I work with a lovely woman from White Castle, Louisiana named Aline who is a fabulous cook. As do all the best cooks from Louisiana, her recipe begins "first, you make a roux...". But, because Aline has learned over the years that some short cuts work as well as the original long cuts, she also said that I should use Tony Chachere's Instant Roux, and you know what? That stuff works great! Five minutes from powder to roux. In the recipe below, you are more than welcome to make your own roux if you are too good to use instant. Aline uses vegetable oil and I use butter in the traditional roux, you use what you like. Aline and I will use instant roux.
This is absolutely Louisiana home style comfort food at it's best. I served it over brown rice and added a side of green beans for color. I've been told that the appropriate way is to serve it over rice with a side of baked macaroni and cheese, and a frosty cold Barg's Root Beer from a bottle. Maybe I'll try that next time, but first I'll ask Aline for the proper mac and cheese recipe.
Aline's Chicken Stew
One cup prepared roux
2 pounds chicken thighs (either bone in or not as you prefer)
1 medium onion, chopped
2 stalks celery, chopped
3 T Paul Prudhomme's Magic Seasoning for Chicken (brand preference is mine, you use what you like)
2 cups chicken stock
3 t garlic, chopped
fresh cracked pepper to taste
First, make a roux. See! I told you! You only need to make the roux first if you are not using the instant roux. If you use instant you can make it right before it is to the sauteed veggies.
Season the chicken thighs with a couple teaspoons of the Magic Seasoning and cracked pepper. Place in a baking pan that has been sprayed with your favorite cooking oil.

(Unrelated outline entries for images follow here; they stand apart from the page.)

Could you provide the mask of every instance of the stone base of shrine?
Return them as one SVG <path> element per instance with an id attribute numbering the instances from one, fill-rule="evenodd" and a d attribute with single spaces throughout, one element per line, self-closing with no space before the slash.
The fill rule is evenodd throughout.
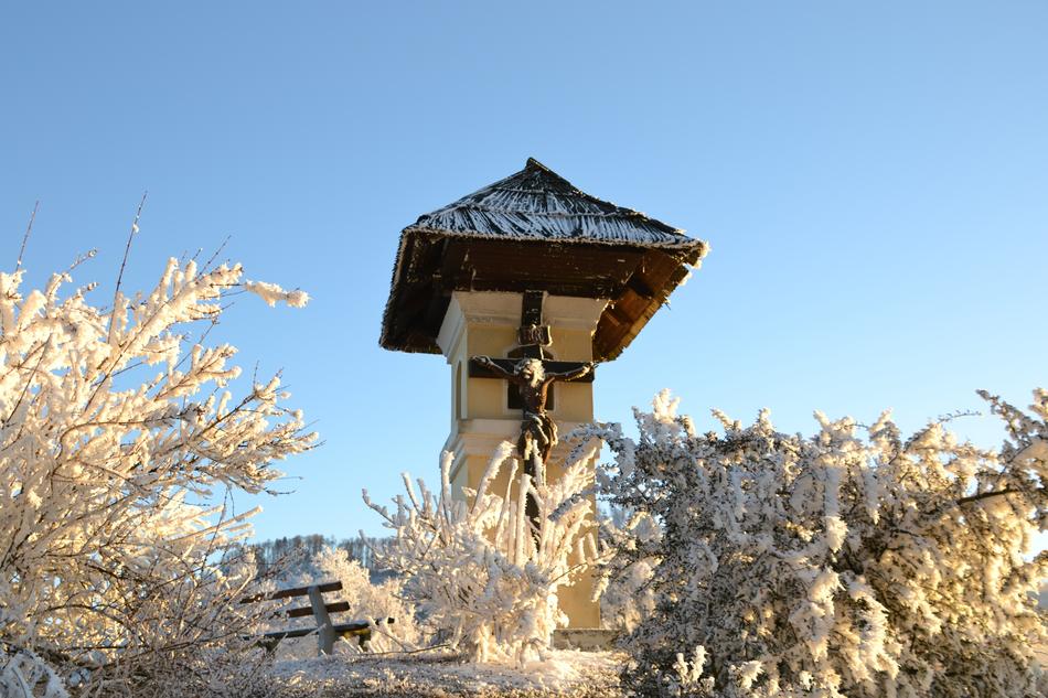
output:
<path id="1" fill-rule="evenodd" d="M 457 425 L 459 429 L 445 443 L 443 450 L 455 453 L 451 465 L 451 492 L 456 498 L 464 500 L 462 487 L 475 487 L 488 469 L 491 457 L 503 441 L 515 443 L 521 430 L 517 419 L 463 419 Z M 560 422 L 560 434 L 566 436 L 578 427 L 575 422 Z M 573 444 L 558 443 L 546 466 L 546 476 L 556 481 L 563 471 L 564 460 Z M 517 471 L 520 476 L 520 470 Z M 489 492 L 516 497 L 516 485 L 510 483 L 509 466 L 491 483 Z M 596 501 L 593 511 L 596 511 Z M 591 571 L 587 570 L 574 584 L 562 587 L 557 591 L 560 600 L 560 610 L 568 616 L 570 629 L 597 629 L 600 626 L 600 604 L 592 600 L 596 581 Z"/>
<path id="2" fill-rule="evenodd" d="M 560 627 L 553 631 L 553 646 L 557 649 L 606 652 L 614 649 L 618 633 L 603 627 Z"/>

Roast in a 350 oven for 30-45 minutes until browning but not quite done.
While the chicken is baking, saute the onions and celery in a little olive oil in a large pot, add the roux, the rest of the seasonings, the chicken, the stock, and simmer covered for 15 minutes to finish cooking the chicken - the 15 minute finish the chicken part is what you do if you used bone in chicken. At this point you would remove the chicken and take the meat off and return it to the pot if you don't want bones and skin at the table. Otherwise, just proceed with the simmering. I just used boneless chicken so all I had to do was discard the skin... which I did at this point!
You can either use prepared chicken stock, or make your own. Or, if you started cooking and realized you don't have any stock, add a couple cups of water to the pan drippings from the baked chicken and simmer a bit, adjusting flavor to your taste with some pepper and maybe some garlic or a dash of Tabasco.
Continue to simmer 45 minutes - or longer if you want the chicken to fall apart. The falling apart chicken was to die for. Just cook the chicken until it's dinner and don't fuss the time too awfully much.
If the gravy is too thin, add more roux (mix the instant roux with some of the gravy and add back to the pan so you don't have to worry about lumps). If it is too thick, add more stock. Make it as thick as you like. Adjust the seasonings to your taste.
You know you have the seasonings are right when your son comes in from the garage and says "what is that? Even the garage smells great!"
Excellently and mindfully served over brown rice with a side of tender green beans.